In my whole fangirl life, there is one thing that I regret,
being a new fan to a group who has existed even before I was born.
I really feel that I'm born in the wrong generation although that can be an exaggeration.
Everytime I look at those snaps, pictures, gifs, vids, etc. of previous Arashi dramas, movies, shows, sitcoms and etc, I feel sad. It reminds me of how much I'm missing as a fan. I want to see it in my own eyes on how their personalities changes. From a gawky Jun to a DoS Jun to a more composed Jun, it hurts so much. And it is such a pity and shame that I only know them from those because of fanfics, blogs, fb comments, through the pov of other people. And the pain, it stabs directly to heart, leaving a scar engraved in my soul. Arashi has grown beyond my eyes. I want to see them from the ground, slowly achieving their dreams, slowly touching the sky. But, of course, I became a full-pledge fan on their 15th anniversary. It isn't odd right?

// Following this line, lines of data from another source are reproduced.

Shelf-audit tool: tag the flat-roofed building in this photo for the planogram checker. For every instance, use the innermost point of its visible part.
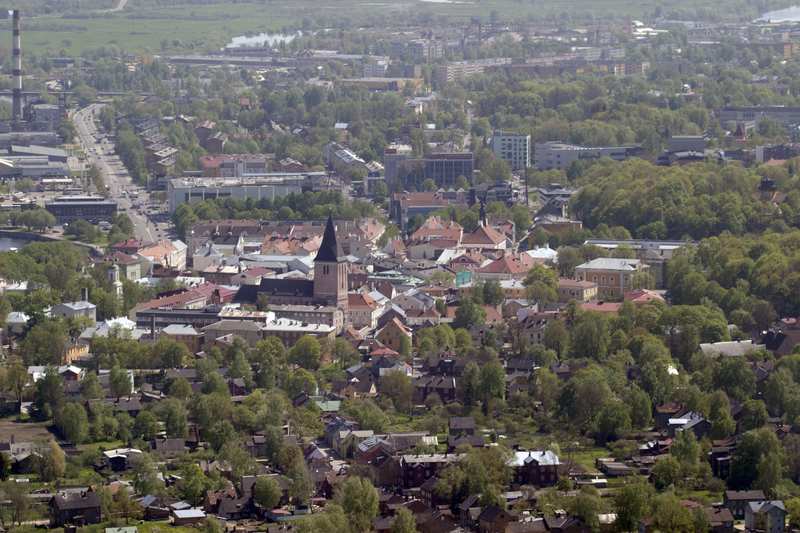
(558, 155)
(513, 148)
(612, 275)
(264, 187)
(93, 209)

I know that no one may understand what I am feeling right now. I am not an updated fan. My internet is slow, my pc is crap, the download links are dead, Uncle Johnny is strict, Youtube immediately banish arashi shows, few co-fangirl friends, school, research paper that i am currently doing right now, my stupid mind who is overreacting, and many, many more that I could complain and blame to this harsh reality.
I couldn't even believe that I had managed to sew up bunch of words and all i want to say is I WANT TO WATCH OLD ARASHI SHOWS!!!!
Of course I can't do it. I don't have time, school is top priority, no one will care, no source, no English subbed videos, I can't understand Japanese, they are uploaded long, long time ago so links are dead and so much more that I could fall into an endless labyrinth and I’m still saying unending mantra about my f*cked up reasons.
I am tired of learning arashi through commentaries, post and fanfictions. I want to see it myself, witness it personally.
They are so cute, dorky, crazy, funny and all words that I could entangle to perfectly describe their personalities in their old shows. Arashi has changed, sure they might still be idiots, dorks and whatever you call them but now, they are more mature, composed, observant and adult. Sure they are still fun to watch but I want to see them from before because I am sure that I am missing a lot. A LOT.
So how could i say this, hmm those shows that they are doing when I was just a little kid, literally, like I was just running in the room at that time and all I ever think is my snack for the recess or learning basic English and my favorite cartoon show Mr. Bean. I am what at that time, a first-grader or maybe a second grader. For pete's sake! My mom is 1 year and 19 days older than oh-chan. and I am inlove with that man. I can remember the time where I booed at HanaDan that was currently airing in GMA just because it came from that channel and I am a solid Kapamilya and I think that they are just copying Meteor Garden! I want to cry seriously. And i can also remember the intro of ProDai that I always anticipate to watch in GMA for some unknown reasons. And I was amazed by the first time I watched Prodai months and months ago because my old treasured memory flickered right through my eyes.
Why can't i turn back the time and watch Arashi shows! AHH!
So okay, this is enough. Enough with my annoying monologue.